"Benford's law, also called the first-digit law, states that in lists of numbers from many (but not all) real-life sources of data, the leading digit is distributed in a specific, non-uniform way. According to this law, the first digit is 1 about 30% of the time, and larger digits occur as the leading digit with lower and lower frequency, to the point where 9 as a first digit occurs less than 5% of the time."
The probabilities are distributed as demonstration here.

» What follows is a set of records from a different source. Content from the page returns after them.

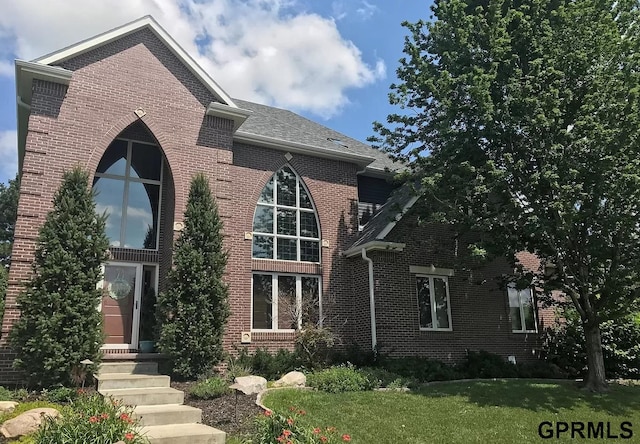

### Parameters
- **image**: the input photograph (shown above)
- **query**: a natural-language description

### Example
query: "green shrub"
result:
[251,348,301,381]
[9,168,109,387]
[307,366,375,393]
[381,356,464,382]
[189,377,231,399]
[458,350,518,379]
[156,174,229,378]
[0,385,13,401]
[42,387,78,404]
[544,309,640,379]
[359,367,416,388]
[34,394,149,444]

This seemed counter-intuitive and I wanted to validate it myself. Let's look at the leading digit of all the txt files in one of my directories. Enter PowerShell.....
# Explore Benford's Law
$array=@()
foreach ($item in (Get-ChildItem -Path p:\ -Filter *.txt -Recurse))
{
$array+= $item.length.toString()[0]
}
$array `
| Group-Object -NoElement `
| Sort-Object count -Descending `
| Format-Table @{label=”#”;expression={$_.Name}},
@{label=”Count”;expression={"{0:%##}" -f $($_.Count/$array.Count)}},
@{label=”Histogram”;expression={“▄” * $_.Count}} -autosize
I consider this a validation, but lets try one another example, this time looking at leading digits on the workingset of the processes on my desktop:
$array=@()
foreach($a in (Get-Process))
{
$array+= $a.WorkingSet.toString()[0]
}
$array `
| Group-Object -NoElement `
| Sort-Object count -Descending `
| Format-Table @{label=”#”;expression={$_.Name}},
@{label=”Count”;expression={"{0:%##}" -f $($_.Count/$array.Count)}},
@{label=”Histogram”;expression={“▄” * $_.Count}} -autosize
Again, this seems to hold true. Now that I have examples of Benford's law, I feel compelled to try and understand it. Wish me luck!